The interior design was also modern, progressive, and expensive for its time. From the ground floor, a double door led to a hall with a waiting room, reception, and services for amateur photographers. The space was dominated by an elegant monolithic spiral staircase connecting the ground floor with the first floor, where the main studio was designed for large formats. Behind it there was a small studio and another waiting room with accessories. On the second floor, there was a studio with a storage room and a charging chamber, and the waiting room was complemented by three makeup cubicles. The offices, along with telephone exchange rooms and locker rooms, were located on the third and fourth floors, and the rest of the space was used by laboratories for black-and-white amateur and studio photography. On the top floor there was a dining room with a snack bar, with the possibility of using the south terrace. On the north side there was a studio for retouching with direct lighting. A washroom with toilets was located on the mezzanines. 
The biggest intervention in the property took place in 1997, when the building was already privately owned and operating as a "business house". Despite the disapproval of the architect Zdeněk Plesník, the original windows were replaced with new aluminium profiles with reflective glass, the railing on the terrace was replaced by steel pipes, and the light ceramic tiles were replaced by new grey tiles in a different format (30 × 30 cm). Graphite grey replaced the light colour of the original façade, which was based on the natural shades of the materials used.

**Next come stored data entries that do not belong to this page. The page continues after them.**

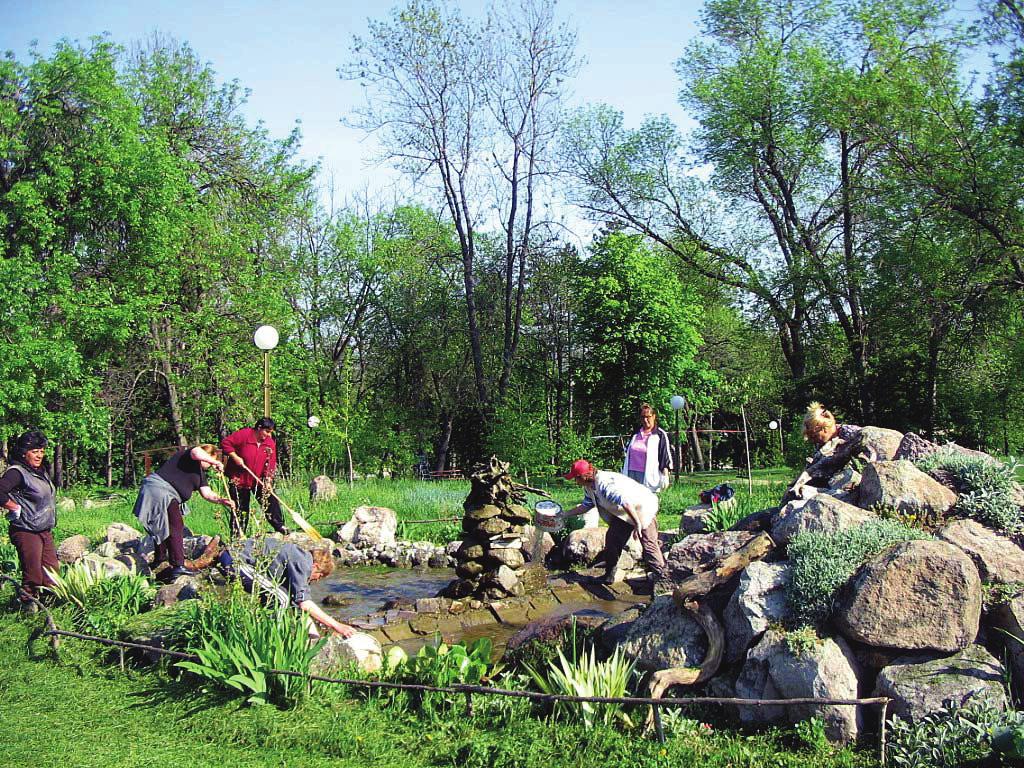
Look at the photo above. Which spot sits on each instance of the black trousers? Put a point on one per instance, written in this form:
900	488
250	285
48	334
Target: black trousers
243	500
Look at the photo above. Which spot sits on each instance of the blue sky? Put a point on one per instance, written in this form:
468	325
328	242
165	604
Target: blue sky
287	54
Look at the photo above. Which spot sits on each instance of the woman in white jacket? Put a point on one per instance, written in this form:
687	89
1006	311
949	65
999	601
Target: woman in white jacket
648	457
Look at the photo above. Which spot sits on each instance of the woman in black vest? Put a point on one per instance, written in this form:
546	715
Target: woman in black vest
28	496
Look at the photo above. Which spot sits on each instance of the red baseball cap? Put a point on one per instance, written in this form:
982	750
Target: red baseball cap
580	467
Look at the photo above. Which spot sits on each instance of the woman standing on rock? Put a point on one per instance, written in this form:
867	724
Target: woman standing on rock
162	502
648	457
28	496
835	443
628	507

Plesník's original concept of a transparent house was completely destroyed by this insensitive modification. The individual floors of the building were gradually adapted to various operations - a furniture store, a tea room, a gambling club, a real estate agency, and other business concerns. The visual smog on the façade degrades the house that was once heralded, an acclaimed pride of post-war architecture. The last reminder of the famous era of the Fotografia cooperative is the operation of the minilab on the ground floor.